Let me unpack what I mean by this. I mean that the Middle Third list must fulfil the Sochi declaration criteria of I quote, “Syrian experts, civil society, independents, tribal leaders and women”, with “adequate representation of Syria’s ethnic and religious components”.

I mean that the Middle Third list cannot just become a vehicle for political representatives – particularly eminent political leaders - of the political sides, either side—the government or the opposition. Civil society, the Syrian people, deserve a voice in a process that will determine their future. And the first and the second list do include the political representatives, so here we should have other, the other Syrians.
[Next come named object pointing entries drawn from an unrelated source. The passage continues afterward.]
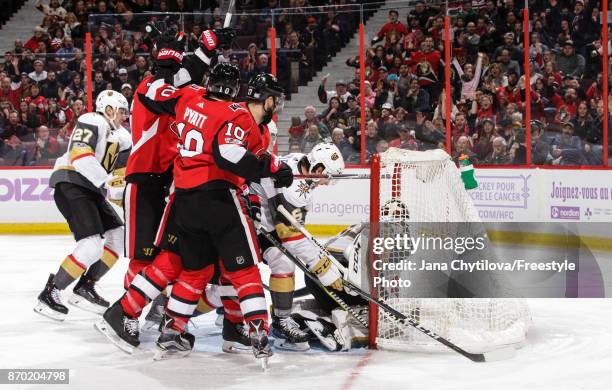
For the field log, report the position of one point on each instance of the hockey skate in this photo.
(173, 343)
(120, 329)
(49, 303)
(220, 315)
(288, 334)
(260, 342)
(235, 337)
(156, 313)
(86, 296)
(326, 332)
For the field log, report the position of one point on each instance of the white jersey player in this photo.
(297, 199)
(82, 177)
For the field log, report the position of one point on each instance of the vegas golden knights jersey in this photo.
(92, 153)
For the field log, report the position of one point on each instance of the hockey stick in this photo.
(229, 14)
(343, 305)
(499, 354)
(339, 176)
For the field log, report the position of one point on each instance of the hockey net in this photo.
(409, 186)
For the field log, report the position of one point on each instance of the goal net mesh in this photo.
(427, 187)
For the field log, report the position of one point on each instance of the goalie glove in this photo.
(327, 273)
(115, 187)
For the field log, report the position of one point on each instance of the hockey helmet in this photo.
(224, 81)
(263, 85)
(116, 101)
(328, 156)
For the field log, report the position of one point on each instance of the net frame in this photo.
(475, 324)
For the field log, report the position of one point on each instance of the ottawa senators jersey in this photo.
(154, 145)
(217, 139)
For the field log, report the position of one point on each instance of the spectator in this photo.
(540, 145)
(344, 146)
(296, 131)
(352, 116)
(392, 28)
(39, 74)
(311, 139)
(40, 36)
(47, 147)
(13, 152)
(567, 148)
(499, 155)
(15, 128)
(462, 147)
(340, 92)
(332, 116)
(50, 88)
(406, 139)
(416, 98)
(141, 68)
(569, 62)
(126, 90)
(483, 144)
(10, 92)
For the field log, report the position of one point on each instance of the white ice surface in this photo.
(569, 346)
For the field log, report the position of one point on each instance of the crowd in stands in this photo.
(404, 92)
(43, 80)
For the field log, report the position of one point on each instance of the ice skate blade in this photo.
(103, 327)
(164, 354)
(288, 346)
(219, 321)
(235, 347)
(46, 311)
(84, 304)
(500, 354)
(264, 363)
(148, 325)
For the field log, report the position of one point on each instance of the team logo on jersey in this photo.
(303, 189)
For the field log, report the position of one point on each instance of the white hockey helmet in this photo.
(116, 101)
(273, 135)
(328, 155)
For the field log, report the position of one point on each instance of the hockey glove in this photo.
(254, 207)
(280, 172)
(211, 40)
(327, 273)
(170, 46)
(115, 186)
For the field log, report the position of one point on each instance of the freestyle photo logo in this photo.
(565, 212)
(25, 189)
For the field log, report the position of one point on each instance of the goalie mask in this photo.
(113, 106)
(327, 156)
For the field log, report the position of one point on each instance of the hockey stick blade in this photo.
(499, 354)
(339, 176)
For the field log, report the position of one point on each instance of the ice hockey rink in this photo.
(569, 346)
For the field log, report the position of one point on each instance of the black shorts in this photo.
(88, 213)
(214, 225)
(167, 236)
(144, 205)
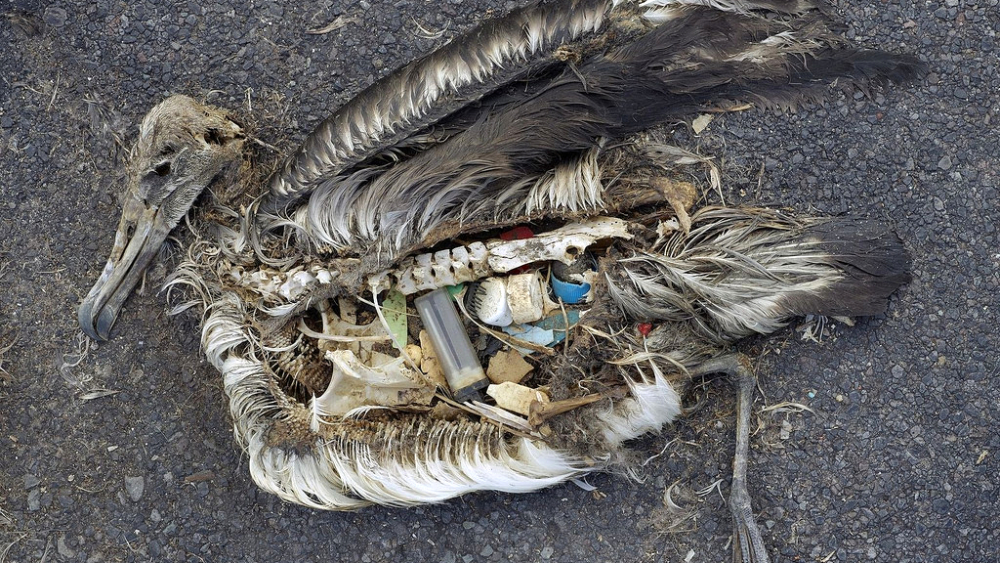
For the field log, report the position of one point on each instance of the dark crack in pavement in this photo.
(127, 454)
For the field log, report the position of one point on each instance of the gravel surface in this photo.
(128, 455)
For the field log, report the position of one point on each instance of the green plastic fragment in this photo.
(454, 290)
(394, 310)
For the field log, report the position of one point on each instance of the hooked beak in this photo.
(140, 235)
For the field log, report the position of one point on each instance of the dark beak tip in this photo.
(97, 328)
(105, 321)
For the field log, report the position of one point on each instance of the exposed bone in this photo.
(539, 412)
(514, 397)
(354, 384)
(478, 260)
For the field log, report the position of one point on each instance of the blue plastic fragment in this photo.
(570, 292)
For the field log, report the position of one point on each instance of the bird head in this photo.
(183, 148)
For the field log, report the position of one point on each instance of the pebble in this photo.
(56, 17)
(134, 486)
(63, 549)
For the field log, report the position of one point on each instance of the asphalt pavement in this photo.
(123, 451)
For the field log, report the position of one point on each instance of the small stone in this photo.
(134, 487)
(56, 17)
(64, 549)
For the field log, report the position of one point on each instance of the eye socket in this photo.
(215, 137)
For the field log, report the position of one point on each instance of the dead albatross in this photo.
(497, 198)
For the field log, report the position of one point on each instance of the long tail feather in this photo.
(741, 272)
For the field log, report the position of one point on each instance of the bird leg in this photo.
(748, 546)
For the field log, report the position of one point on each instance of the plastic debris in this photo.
(429, 363)
(451, 343)
(394, 311)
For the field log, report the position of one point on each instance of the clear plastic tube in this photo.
(451, 342)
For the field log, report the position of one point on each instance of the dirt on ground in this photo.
(124, 452)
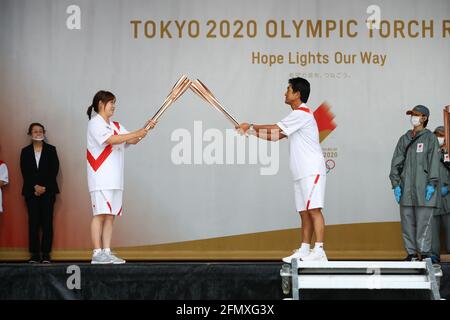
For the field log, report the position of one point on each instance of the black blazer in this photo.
(44, 176)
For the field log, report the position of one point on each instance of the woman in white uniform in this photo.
(106, 142)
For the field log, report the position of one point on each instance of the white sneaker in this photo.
(101, 258)
(315, 256)
(113, 258)
(298, 254)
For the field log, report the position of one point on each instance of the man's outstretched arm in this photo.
(270, 132)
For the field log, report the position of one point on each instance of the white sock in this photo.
(305, 247)
(318, 247)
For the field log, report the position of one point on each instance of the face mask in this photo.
(415, 121)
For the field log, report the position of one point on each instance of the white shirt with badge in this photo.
(305, 153)
(4, 178)
(105, 163)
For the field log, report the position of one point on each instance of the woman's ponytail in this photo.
(89, 111)
(103, 96)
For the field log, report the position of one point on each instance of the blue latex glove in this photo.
(429, 192)
(397, 193)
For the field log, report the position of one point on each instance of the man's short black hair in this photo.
(300, 85)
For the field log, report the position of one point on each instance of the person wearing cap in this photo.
(415, 179)
(441, 215)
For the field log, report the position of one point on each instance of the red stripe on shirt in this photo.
(96, 163)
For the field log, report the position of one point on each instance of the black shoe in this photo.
(46, 258)
(426, 256)
(435, 259)
(34, 259)
(412, 257)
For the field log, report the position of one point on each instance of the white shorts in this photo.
(310, 192)
(107, 202)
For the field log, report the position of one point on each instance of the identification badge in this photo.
(419, 147)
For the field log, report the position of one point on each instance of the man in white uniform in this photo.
(307, 165)
(3, 181)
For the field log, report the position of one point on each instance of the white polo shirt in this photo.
(105, 163)
(4, 178)
(305, 153)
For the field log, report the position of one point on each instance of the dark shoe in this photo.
(412, 257)
(46, 258)
(34, 259)
(435, 259)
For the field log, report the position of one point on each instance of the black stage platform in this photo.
(166, 281)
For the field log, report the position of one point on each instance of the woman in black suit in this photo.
(39, 165)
To be credible and productive, the constitutional committee should contain experts who are known, not only for their own relevant technical prowess, but who are broadly acceptable and known for their skills at bridge-building between the sides.
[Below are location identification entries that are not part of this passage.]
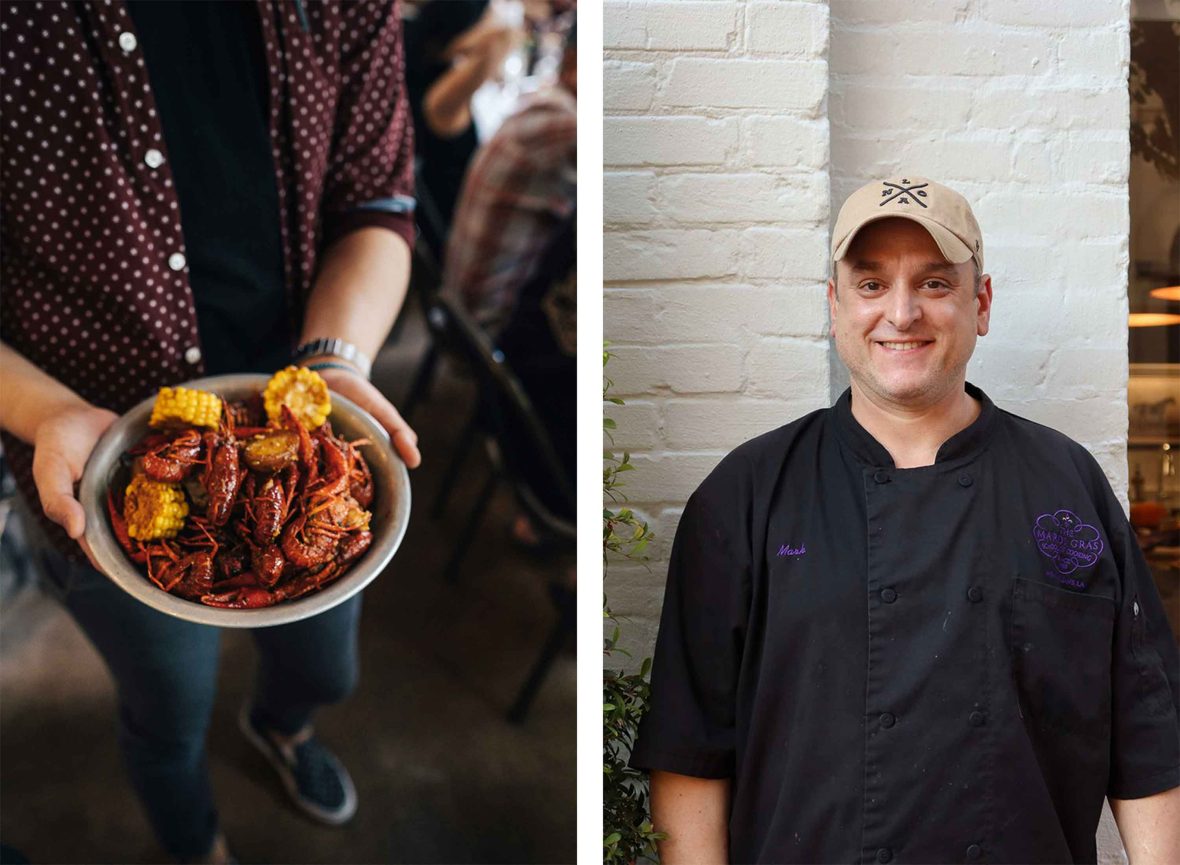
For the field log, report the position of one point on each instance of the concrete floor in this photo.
(441, 775)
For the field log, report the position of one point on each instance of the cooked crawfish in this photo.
(276, 512)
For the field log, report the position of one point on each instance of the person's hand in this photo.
(367, 397)
(60, 449)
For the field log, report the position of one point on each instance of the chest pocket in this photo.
(1060, 643)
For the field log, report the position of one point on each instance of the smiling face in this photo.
(904, 319)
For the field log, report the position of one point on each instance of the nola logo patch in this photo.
(1069, 543)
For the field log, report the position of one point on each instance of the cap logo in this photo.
(903, 192)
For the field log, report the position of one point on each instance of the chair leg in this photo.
(423, 380)
(469, 530)
(452, 473)
(565, 624)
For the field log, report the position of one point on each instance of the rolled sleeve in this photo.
(369, 179)
(1145, 748)
(690, 726)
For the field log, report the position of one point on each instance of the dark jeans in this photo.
(165, 672)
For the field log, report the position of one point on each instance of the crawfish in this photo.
(170, 458)
(223, 470)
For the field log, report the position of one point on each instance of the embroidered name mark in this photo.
(1069, 543)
I also mean that there must be a balance of political orientations – including space for people who do not identify with either the government or the opposition.


Finally, a key part of legitimacy, which I consider to be very important to me and I know to the Secretary-General, is for the committee to contain a minimum 30% of women. The government and opposition lists fell short of that standard - in fact the government did better than the opposition. We need this Middle Third list to make up for that. The UN facilitated Middle List as it stands is on the table and encompasses all these dimensions.
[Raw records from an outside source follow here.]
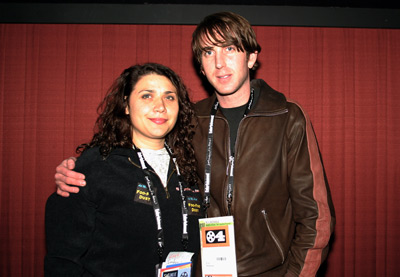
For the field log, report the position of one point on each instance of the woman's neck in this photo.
(153, 144)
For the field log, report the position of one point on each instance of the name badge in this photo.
(218, 254)
(176, 264)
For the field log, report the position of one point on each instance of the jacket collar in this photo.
(267, 100)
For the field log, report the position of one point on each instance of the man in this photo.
(257, 156)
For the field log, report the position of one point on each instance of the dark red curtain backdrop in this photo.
(52, 78)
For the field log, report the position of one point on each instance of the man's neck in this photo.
(233, 100)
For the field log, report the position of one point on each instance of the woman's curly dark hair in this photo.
(113, 127)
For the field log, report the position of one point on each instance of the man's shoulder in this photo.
(203, 107)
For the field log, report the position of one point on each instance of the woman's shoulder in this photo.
(93, 158)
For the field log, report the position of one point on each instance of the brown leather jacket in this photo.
(281, 204)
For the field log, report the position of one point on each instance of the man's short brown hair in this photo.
(224, 29)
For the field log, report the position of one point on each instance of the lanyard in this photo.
(231, 165)
(156, 204)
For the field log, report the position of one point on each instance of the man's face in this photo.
(227, 68)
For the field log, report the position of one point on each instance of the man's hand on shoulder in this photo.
(66, 178)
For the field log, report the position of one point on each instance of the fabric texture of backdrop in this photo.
(53, 76)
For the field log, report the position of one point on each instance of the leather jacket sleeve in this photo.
(309, 193)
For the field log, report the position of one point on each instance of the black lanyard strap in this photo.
(156, 204)
(208, 162)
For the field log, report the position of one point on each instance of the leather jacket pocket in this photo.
(273, 235)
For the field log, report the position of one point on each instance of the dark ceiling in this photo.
(384, 4)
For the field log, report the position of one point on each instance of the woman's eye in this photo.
(170, 97)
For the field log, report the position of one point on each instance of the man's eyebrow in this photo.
(207, 48)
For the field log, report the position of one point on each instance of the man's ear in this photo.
(252, 59)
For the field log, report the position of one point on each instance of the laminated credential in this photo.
(218, 254)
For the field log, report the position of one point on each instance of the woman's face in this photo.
(153, 109)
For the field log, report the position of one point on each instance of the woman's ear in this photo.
(126, 105)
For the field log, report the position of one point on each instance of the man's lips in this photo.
(158, 120)
(225, 76)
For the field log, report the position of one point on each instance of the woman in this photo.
(115, 226)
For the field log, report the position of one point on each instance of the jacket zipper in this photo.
(229, 206)
(168, 179)
(274, 237)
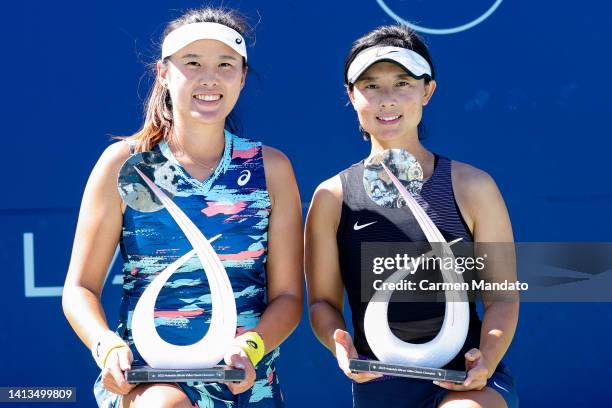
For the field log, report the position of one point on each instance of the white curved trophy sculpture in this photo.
(448, 342)
(209, 350)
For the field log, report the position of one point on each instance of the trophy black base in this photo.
(147, 374)
(425, 373)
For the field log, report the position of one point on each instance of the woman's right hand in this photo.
(345, 350)
(113, 375)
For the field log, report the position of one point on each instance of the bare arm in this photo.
(284, 261)
(97, 234)
(324, 282)
(480, 198)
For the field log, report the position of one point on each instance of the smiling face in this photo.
(389, 102)
(204, 80)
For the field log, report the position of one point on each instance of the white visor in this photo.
(415, 64)
(188, 33)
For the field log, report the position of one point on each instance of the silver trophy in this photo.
(146, 183)
(391, 178)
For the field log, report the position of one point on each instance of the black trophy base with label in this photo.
(147, 374)
(425, 373)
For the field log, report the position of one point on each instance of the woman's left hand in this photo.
(237, 358)
(477, 373)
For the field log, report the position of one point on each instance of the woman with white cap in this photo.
(218, 205)
(390, 77)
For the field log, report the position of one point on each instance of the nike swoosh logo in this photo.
(358, 227)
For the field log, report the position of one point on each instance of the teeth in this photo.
(208, 97)
(388, 118)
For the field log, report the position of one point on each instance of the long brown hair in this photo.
(158, 105)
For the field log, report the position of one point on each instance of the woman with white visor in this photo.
(230, 203)
(390, 77)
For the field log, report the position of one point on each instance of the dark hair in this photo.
(396, 35)
(158, 105)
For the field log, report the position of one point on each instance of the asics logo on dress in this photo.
(357, 227)
(245, 176)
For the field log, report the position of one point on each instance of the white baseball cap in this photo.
(411, 61)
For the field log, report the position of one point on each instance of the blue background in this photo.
(525, 96)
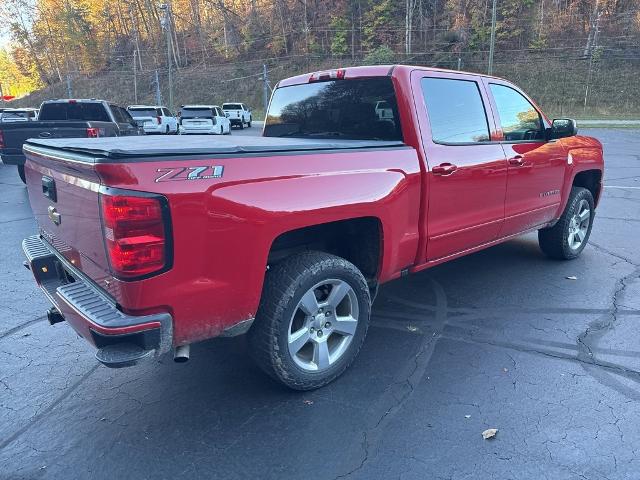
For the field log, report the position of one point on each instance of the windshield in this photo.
(196, 113)
(143, 112)
(359, 109)
(92, 112)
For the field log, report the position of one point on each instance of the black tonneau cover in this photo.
(123, 148)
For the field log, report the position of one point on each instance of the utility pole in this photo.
(166, 26)
(157, 85)
(265, 79)
(135, 79)
(69, 90)
(492, 45)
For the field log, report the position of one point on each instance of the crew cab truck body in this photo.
(66, 118)
(148, 245)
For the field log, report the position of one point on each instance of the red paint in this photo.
(434, 202)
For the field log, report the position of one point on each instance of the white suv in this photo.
(154, 119)
(238, 114)
(204, 119)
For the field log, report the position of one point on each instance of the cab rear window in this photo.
(358, 109)
(90, 112)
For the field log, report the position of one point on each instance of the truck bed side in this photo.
(224, 228)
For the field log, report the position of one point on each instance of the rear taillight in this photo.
(137, 235)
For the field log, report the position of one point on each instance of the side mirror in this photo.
(562, 127)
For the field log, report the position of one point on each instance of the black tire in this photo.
(554, 241)
(285, 285)
(21, 174)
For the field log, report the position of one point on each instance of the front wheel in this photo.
(312, 320)
(568, 237)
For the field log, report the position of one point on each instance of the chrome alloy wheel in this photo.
(579, 225)
(323, 324)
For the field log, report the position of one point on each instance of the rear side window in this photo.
(117, 114)
(518, 118)
(342, 109)
(455, 109)
(91, 112)
(196, 113)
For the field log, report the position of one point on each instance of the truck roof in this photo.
(372, 71)
(117, 149)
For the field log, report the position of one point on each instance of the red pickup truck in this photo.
(362, 175)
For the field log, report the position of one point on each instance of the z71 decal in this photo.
(189, 173)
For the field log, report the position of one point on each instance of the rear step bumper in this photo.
(122, 340)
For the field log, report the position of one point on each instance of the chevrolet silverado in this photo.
(147, 245)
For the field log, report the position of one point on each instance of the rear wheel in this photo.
(312, 320)
(568, 237)
(21, 174)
Of course, credibility, balance and international legitimacy also relate to the overall package: voting, mandate, chairmanship, and the role of the UN. For instance, for us, credible rules of procedure mean that they do not make it possible for any single party to dictate, but also not encourage paralysis.


Mr President, these are some of the criteria I had in mind when I constructed the elements that are currently on the table. And they will remain the litmus test for how I would be assessing any suggestions regarding a credible, balanced and legitimate constitutional committee. If that was not going to happen - well we may have to conclude that it may not be possible to form a constitutional committee credible and inclusive at this stage. In such an unfortunate case, I will certainly be ready to explain to the Council why. However, let me be clear: our aim is and remains for the UN to issue invitations - latest we believe mid of December - and convene a first meeting of the constitutional committee within December, before the 31st of December which is the date indicated in the Istanbul very constructive declaration.


Mr President, respecting Syria’s sovereignty has never been called into question, and I would like remind Ambassador Jaafari - who is there and reminding us always about it - it has never been put in question by the UN. Resolution 2254 is explicitly prefaced by the strong commitment to Syria’s sovereignty, independence, unity and territorial integrity, and it makes clear that the process must be Syrian-owned and Syrian-led. But, let us also remember this is a constitutional discussion in a context of one of the most tragic, brutal, cruel and merciless armed conflicts of this century. The Syrian people therefore must be enabled independently and democratically to determine their own future—that is called sovereignty of the people. For this reason, this Council – in that same resolution - gave the UN a mandate to convene the political process and that political process must, inter alia, identify a process and schedule for drafting a constitution. And Sochi itself, as I have repeatedly stated, appealed to the UN to convene the constitutional committee in Geneva – and was accompanied by a firm understanding in that regard.

At my last briefing in December, Mr President, it would be my duty to explain where we are on the constitutional committee and leave a clear and clean ground to my successor regarding it.


In other words, Mr President, we are in the last days of the attempts to implement the constitutional committee in line with resolution 2254 and the Sochi Final Statement. The weeks to come will be of crucial importance in this regard.  The UN remains and is ready for the establishment of the constitutional committee.  It is prepared to do its part, and I personally, Mr President, will spare no efforts until the final day of my tenure to work towards this aim. Thank you.